Synergistic proton and Mg²⁺/Ca²⁺ insertion boosting aqueous divalent ion batteries

Abstract

Divalent ion batteries (Mg2+, Ca2+) are promising candidates for next-generation energy storage devices. However, divalent ions’ large radius and high charge density commonly lead to sluggish diffusion kinetics, resulting in an inferior capacity and rate capability. Herein, using an organic anode, 3,4,9,10-perylenetetracarboxylic diimide, as the model system, we report incorporating proton insertion with the metal ion to boost the reaction kinetics in aqueous electrolyte, as revealed by the combined spectroscopic analysis and theoretical simulations.
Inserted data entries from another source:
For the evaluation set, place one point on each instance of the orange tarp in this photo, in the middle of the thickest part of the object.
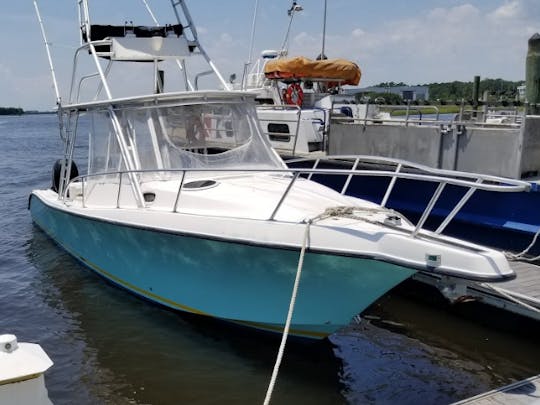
(300, 67)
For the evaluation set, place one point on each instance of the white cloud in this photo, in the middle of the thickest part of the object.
(442, 44)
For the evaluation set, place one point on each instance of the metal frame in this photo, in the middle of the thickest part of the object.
(471, 182)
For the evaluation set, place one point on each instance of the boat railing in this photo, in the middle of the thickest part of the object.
(283, 134)
(392, 168)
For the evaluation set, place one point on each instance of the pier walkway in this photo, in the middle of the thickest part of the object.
(520, 295)
(526, 392)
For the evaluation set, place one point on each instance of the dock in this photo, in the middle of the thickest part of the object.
(525, 392)
(520, 295)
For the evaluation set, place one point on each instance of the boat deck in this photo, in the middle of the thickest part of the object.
(520, 393)
(525, 288)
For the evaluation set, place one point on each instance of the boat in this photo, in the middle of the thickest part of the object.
(22, 366)
(324, 125)
(184, 202)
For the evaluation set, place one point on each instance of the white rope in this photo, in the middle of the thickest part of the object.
(341, 211)
(510, 297)
(289, 317)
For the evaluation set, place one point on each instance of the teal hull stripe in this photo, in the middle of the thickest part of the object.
(247, 284)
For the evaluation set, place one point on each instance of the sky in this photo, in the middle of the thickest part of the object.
(414, 41)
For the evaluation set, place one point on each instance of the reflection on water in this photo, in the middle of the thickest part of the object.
(111, 347)
(123, 348)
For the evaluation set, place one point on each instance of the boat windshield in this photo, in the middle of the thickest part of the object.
(210, 135)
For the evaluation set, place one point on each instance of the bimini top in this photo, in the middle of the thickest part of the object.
(341, 70)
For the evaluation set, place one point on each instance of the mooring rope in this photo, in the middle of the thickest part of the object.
(289, 316)
(340, 211)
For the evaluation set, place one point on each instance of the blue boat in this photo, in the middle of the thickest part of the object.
(184, 202)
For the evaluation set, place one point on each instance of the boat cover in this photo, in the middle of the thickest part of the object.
(299, 67)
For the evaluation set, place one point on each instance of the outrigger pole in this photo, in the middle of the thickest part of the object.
(47, 48)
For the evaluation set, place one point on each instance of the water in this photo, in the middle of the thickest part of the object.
(112, 348)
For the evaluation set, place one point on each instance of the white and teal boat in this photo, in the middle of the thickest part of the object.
(185, 203)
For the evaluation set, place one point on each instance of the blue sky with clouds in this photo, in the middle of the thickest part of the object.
(417, 41)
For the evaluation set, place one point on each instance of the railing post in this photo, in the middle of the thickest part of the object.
(390, 186)
(314, 167)
(84, 201)
(349, 177)
(428, 209)
(458, 207)
(296, 174)
(175, 208)
(119, 190)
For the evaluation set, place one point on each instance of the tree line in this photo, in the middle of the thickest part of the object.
(499, 90)
(11, 111)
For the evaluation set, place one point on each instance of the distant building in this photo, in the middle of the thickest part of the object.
(412, 93)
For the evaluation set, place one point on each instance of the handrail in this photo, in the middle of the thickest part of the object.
(472, 182)
(400, 121)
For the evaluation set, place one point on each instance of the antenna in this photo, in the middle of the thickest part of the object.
(252, 40)
(150, 12)
(324, 31)
(47, 48)
(290, 12)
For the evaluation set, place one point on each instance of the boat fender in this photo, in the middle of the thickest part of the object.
(294, 95)
(57, 169)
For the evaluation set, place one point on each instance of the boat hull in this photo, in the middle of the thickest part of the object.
(503, 220)
(234, 281)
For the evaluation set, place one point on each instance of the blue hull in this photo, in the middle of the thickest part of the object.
(242, 283)
(504, 220)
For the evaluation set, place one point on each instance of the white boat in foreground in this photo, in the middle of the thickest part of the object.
(21, 372)
(185, 203)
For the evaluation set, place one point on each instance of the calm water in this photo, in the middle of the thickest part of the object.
(111, 348)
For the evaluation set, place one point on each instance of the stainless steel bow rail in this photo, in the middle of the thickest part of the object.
(403, 170)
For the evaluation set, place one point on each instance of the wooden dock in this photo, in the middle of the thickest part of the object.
(508, 295)
(526, 392)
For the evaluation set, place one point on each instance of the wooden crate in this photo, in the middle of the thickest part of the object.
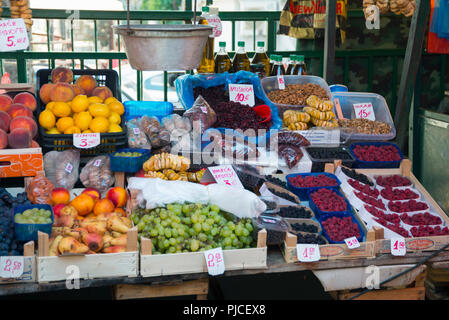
(194, 262)
(92, 266)
(29, 267)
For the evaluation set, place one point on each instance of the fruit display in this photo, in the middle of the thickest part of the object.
(80, 107)
(178, 228)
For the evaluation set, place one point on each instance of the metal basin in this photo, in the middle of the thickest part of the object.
(151, 47)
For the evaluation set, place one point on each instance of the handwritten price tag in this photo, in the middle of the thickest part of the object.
(11, 267)
(13, 35)
(86, 140)
(398, 247)
(308, 252)
(214, 261)
(281, 82)
(364, 111)
(242, 93)
(352, 243)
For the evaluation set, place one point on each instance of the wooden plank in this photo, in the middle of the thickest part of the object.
(141, 291)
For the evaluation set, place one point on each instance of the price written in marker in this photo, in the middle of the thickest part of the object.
(242, 93)
(308, 252)
(214, 261)
(11, 267)
(364, 111)
(398, 247)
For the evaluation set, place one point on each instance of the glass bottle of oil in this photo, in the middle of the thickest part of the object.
(222, 60)
(207, 64)
(241, 60)
(300, 68)
(261, 57)
(278, 67)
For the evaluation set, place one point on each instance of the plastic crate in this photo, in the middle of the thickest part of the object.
(109, 142)
(375, 164)
(381, 113)
(302, 193)
(128, 164)
(319, 213)
(28, 232)
(341, 215)
(319, 163)
(159, 109)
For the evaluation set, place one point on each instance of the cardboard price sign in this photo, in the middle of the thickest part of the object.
(13, 35)
(242, 93)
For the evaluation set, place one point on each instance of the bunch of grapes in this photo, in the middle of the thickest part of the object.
(192, 227)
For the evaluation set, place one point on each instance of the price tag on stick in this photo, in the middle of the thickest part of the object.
(308, 252)
(214, 261)
(11, 267)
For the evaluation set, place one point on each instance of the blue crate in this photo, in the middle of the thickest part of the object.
(28, 232)
(302, 192)
(340, 215)
(375, 164)
(129, 164)
(318, 212)
(136, 109)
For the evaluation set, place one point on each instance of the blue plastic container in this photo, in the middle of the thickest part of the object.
(340, 215)
(28, 232)
(319, 213)
(302, 192)
(375, 164)
(159, 109)
(129, 164)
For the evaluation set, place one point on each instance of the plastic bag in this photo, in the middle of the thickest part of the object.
(62, 168)
(97, 174)
(39, 190)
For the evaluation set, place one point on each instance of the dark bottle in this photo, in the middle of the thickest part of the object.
(222, 60)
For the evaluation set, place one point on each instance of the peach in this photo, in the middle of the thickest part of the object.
(18, 109)
(19, 138)
(24, 122)
(102, 92)
(5, 102)
(87, 83)
(60, 195)
(94, 193)
(83, 204)
(61, 74)
(44, 92)
(3, 139)
(61, 92)
(5, 119)
(27, 99)
(118, 196)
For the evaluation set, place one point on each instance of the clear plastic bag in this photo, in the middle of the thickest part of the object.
(62, 168)
(97, 174)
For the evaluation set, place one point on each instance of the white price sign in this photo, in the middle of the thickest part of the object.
(352, 243)
(86, 140)
(398, 247)
(11, 267)
(308, 252)
(13, 35)
(242, 93)
(214, 261)
(364, 111)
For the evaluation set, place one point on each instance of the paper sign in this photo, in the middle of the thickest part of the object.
(364, 111)
(352, 243)
(242, 93)
(281, 82)
(308, 252)
(11, 267)
(398, 247)
(86, 140)
(214, 261)
(13, 35)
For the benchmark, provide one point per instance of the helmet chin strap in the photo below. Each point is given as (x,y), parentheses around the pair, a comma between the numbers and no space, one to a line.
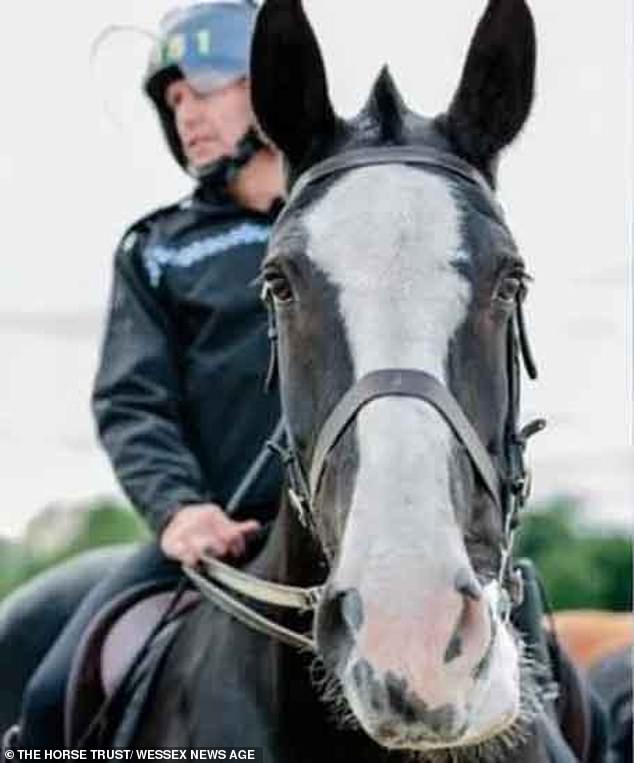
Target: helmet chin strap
(223,171)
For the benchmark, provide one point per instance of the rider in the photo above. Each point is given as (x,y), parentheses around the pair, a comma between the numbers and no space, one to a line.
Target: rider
(178,397)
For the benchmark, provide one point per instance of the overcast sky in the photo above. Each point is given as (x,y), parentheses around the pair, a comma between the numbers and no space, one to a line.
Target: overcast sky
(81,158)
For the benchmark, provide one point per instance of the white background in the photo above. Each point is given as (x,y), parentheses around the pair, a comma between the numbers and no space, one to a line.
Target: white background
(75,172)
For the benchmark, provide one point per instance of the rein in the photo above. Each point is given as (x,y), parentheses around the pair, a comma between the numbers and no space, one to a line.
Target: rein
(509,490)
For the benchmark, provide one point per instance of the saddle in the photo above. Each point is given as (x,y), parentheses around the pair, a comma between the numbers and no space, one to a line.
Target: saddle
(120,655)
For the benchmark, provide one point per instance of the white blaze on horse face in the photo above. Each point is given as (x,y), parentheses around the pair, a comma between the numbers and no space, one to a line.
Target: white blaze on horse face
(389,239)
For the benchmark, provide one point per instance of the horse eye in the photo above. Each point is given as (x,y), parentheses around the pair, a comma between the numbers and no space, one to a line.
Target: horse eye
(278,285)
(508,289)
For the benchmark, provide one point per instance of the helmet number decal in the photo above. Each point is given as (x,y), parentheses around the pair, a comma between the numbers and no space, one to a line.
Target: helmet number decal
(175,49)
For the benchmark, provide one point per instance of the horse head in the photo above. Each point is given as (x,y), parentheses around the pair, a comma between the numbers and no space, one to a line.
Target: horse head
(382,263)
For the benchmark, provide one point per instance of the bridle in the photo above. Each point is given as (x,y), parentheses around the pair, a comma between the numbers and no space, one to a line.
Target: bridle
(509,489)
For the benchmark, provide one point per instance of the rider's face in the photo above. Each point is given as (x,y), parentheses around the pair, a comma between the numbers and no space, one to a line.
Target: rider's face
(209,126)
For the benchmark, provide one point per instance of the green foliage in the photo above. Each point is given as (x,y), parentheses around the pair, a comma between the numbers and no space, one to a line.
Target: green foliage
(100,523)
(581,568)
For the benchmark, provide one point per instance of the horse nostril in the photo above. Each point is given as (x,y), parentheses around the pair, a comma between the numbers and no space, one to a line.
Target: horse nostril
(470,590)
(339,618)
(352,609)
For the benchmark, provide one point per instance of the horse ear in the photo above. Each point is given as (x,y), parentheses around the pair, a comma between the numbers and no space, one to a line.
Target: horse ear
(495,93)
(288,80)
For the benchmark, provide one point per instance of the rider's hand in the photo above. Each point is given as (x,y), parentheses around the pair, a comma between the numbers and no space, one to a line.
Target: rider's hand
(194,530)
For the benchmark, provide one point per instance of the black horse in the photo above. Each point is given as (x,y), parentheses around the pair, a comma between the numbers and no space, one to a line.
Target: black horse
(396,290)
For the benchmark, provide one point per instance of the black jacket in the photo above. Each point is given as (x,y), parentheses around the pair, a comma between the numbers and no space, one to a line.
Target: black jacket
(179,395)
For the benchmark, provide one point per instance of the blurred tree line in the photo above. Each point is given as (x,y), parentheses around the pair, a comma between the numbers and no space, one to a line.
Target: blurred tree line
(582,567)
(58,533)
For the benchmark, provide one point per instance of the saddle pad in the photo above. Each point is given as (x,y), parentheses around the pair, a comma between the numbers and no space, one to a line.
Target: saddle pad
(111,645)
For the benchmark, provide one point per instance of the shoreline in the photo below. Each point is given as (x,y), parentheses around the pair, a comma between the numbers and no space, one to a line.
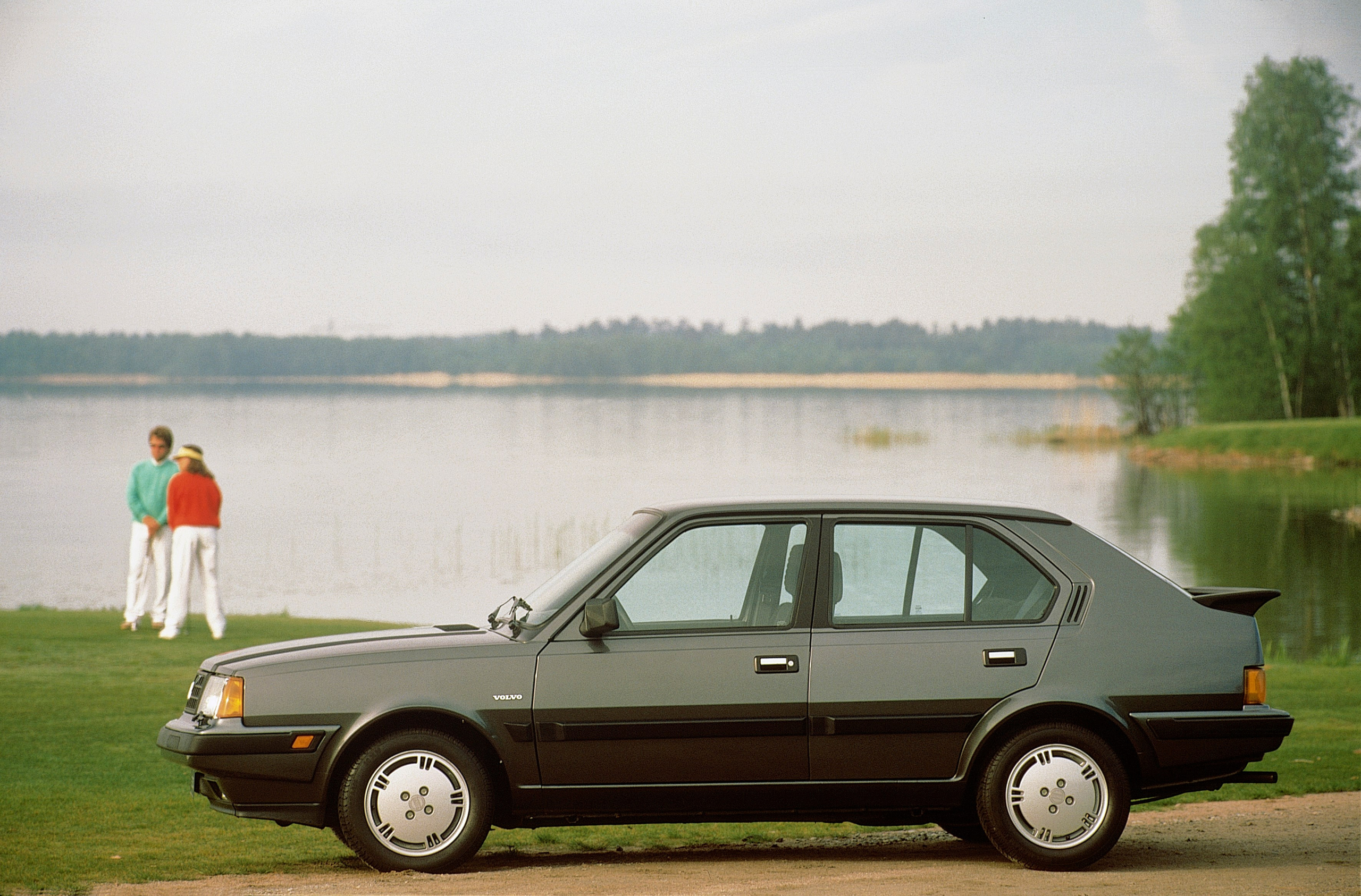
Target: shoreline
(1303,445)
(941,381)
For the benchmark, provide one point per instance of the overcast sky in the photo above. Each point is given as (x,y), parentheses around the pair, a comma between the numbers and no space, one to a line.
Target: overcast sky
(444,167)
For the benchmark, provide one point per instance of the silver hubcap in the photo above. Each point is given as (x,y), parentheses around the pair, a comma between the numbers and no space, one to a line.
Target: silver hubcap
(1056,796)
(417,802)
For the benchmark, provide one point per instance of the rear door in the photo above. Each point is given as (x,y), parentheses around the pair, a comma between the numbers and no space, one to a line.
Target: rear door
(707,679)
(922,626)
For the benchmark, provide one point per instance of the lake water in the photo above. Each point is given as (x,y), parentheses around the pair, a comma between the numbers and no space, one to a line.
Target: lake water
(436,505)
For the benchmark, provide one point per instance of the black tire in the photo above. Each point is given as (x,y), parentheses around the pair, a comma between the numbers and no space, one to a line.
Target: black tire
(965,831)
(416,801)
(1054,797)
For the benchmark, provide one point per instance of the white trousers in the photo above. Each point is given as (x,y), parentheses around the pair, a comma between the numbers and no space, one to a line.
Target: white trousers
(145,552)
(194,548)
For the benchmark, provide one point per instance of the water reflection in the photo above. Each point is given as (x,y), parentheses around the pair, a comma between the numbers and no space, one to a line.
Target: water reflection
(1261,528)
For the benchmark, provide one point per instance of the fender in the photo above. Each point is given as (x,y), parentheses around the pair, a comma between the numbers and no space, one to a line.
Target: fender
(506,760)
(1036,705)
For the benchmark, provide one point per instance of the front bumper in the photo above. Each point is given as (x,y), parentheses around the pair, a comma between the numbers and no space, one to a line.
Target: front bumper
(252,771)
(1217,736)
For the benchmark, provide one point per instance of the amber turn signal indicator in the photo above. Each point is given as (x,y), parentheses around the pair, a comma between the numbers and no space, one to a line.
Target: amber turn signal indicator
(1254,686)
(233,695)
The co-storage strategy enables an attractive specific capacity of 110 mAh g−1 at 0.2 A g−1 and capacity retention of 80% at 2 A g−1, compared to 60 mAh g−1 and 56% for single Mg2+ insertion in the Mg-ion battery. A similar phenomenon is observed in the Ca-ion system, thus allowing the stable cycling of 1.1 V-class aqueous Mg-/Ca-ion full cells for over 2000 cycles. This work suggests the great potential of building high-power and long-lifespan aqueous divalent ion batteries enabled by the proton-assisted storage behavior.